Perdedores e vencedores

A decisão monocrática e liminar de Marco Aurélio Mello tinha um fundamento, que começa a ficar mais claro.
A decisão liminar é dada por apenas um Juiz quando o requerente alega perigo iminente cujos efeitos seriam irreparáveis se o ato questionado for efetivado. Segundo os termos jurídicos é o "periculum in mora, fumus boni juris".

Há indícios, pela fumaça, de um perigo iminente. Que precisa ser imediatamente suspenso.

Qual era o indício de perigo? Ou os perigos. Eram dois: o Senado já havia agendado para o dia 13 de dezembro a segunda votação da PEC 55, que já havia sido aprovada na primeira votação com 61 votos dos Senadores e com confrontos entre manifestantes e polícia fora do Congresso. Mas o segundo perigo para Marco Aurélio era muito maior. Renan estava ameaçando colocar em votação, em regime de urgência, o projeto de "abuso de autoridade". Periculum in mora in extremis. 

Para evitar que isso ocorresse, pois os prejuízos da sua aprovação poderiam ser irreversíveis, o Ministro aproveitou uma representação da Rede, para deferi-la, em sentença liminar: pela manutenção de Renan Calheiros, como Senador da República, eleito pelo povo alagoano, mas pelo afastamento da Presidência da Casa.

A sentença é genérica, dando margem a interpretações. A mídia influenciando a sociedade interpretou que Renan foi destituido imediatamente. O próprio Renan e a Mesa Diretora do Senado entenderam que deveriam proceder ao afastamento do Presidente. Mas deveriam aguardar o julgamento pelo pleno.

O resultado é que a votação passaria para o próximo ano, sem a Presidência de Renan no Senado.
A Teoria da Conspiração dirá que não foi acidental. Teria sido combinado com os partidos. Se o da Rede não fosse sorteado para Marco Aurélio, outros entrariam para tentar a sorte. Deu sorte na primeira ou para aproveitar a fila. 

Pelo que foi publicado pela mídia no final da semana, a teoria da conspiração dirá que houve um acordo entre Renan e Marco Aurélio para gerar uma crise institucional que levasse à aprovação da lei da anistia do Caixa Dois.

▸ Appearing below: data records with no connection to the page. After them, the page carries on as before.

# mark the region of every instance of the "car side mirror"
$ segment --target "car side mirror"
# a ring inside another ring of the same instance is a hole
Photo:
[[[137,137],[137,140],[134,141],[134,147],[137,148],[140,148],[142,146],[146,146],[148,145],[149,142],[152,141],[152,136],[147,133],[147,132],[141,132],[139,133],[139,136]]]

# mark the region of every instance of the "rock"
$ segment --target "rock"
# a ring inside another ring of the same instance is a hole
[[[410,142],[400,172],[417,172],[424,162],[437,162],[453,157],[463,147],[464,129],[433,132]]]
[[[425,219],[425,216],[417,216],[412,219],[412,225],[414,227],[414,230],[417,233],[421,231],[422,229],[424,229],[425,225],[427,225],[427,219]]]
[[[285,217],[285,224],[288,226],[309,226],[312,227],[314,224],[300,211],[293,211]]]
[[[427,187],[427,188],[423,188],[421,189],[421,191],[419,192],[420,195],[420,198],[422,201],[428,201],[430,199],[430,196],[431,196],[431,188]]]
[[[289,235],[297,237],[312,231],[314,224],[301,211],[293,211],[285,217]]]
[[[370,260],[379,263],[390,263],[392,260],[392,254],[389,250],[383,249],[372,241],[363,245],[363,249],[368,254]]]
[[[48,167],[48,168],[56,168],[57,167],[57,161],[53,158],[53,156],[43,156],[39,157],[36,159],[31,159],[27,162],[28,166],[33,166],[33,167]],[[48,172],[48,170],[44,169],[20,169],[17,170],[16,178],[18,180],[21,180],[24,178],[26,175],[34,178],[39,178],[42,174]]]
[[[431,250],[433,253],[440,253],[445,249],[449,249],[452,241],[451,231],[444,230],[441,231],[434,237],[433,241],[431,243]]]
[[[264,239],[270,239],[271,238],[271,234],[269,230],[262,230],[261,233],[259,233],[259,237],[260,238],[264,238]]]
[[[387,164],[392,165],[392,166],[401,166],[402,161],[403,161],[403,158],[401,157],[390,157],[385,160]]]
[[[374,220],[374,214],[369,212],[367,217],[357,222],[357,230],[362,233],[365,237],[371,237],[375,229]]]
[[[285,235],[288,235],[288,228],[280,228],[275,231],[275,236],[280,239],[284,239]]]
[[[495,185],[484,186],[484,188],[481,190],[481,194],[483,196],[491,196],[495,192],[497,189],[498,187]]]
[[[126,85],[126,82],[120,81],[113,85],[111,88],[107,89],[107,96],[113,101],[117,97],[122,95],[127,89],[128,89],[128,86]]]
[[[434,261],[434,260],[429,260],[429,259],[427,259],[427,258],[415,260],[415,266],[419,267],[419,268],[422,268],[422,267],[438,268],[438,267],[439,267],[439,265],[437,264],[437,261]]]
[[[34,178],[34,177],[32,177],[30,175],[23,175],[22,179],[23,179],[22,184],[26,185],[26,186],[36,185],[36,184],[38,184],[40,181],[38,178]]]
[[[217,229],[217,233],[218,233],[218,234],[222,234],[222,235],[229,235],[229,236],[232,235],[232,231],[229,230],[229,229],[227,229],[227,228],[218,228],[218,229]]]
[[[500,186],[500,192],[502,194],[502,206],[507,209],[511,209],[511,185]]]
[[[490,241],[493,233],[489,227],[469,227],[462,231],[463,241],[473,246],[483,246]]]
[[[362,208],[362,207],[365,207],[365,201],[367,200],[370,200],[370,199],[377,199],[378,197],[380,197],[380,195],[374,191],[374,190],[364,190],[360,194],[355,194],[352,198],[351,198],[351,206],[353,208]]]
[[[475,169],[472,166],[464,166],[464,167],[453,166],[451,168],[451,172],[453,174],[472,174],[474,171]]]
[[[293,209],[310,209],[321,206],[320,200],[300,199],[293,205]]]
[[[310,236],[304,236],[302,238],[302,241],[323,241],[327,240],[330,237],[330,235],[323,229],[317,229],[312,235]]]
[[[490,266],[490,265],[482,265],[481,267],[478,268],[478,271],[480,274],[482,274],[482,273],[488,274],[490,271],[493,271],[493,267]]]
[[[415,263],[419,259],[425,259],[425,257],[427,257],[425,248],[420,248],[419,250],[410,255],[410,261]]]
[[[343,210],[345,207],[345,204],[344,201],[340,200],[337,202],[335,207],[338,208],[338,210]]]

O vazamento seletivo da delação Odebrecht mostra porque.

Mas voltando aos fatos.

O acordão feito foi em termos de prazo e não de conteúdo. Havia um razoável consenso entre os Ministros do STF que não caberia a interpretação radical, para afastar Renan da Presidência do Senado, a menos que ele estivesse atuando para obstruir as ações da Justiça, para o qual não havia evidências, isto é, o tal "fumus boni". 

A questão era o prazo, com o risco de que com o afastamento de Renan, o Senado em retaliação corporativa aprovasse em regime de urgência o projeto de lei de abuso de autoridade. 

Por isso se atuou no sentido do julgamento plenário o mais rápido possível, com - na prática - um revisor, contrapondo-se ao relator. O decano Celso de Melo. 

O STF julgou tecnicamente coerentemente com decisões anteriores, ainda que com interpretações diferentes. E não aprovou o afastamento de Renan Calheiros das suas funções de Presidente do Senado.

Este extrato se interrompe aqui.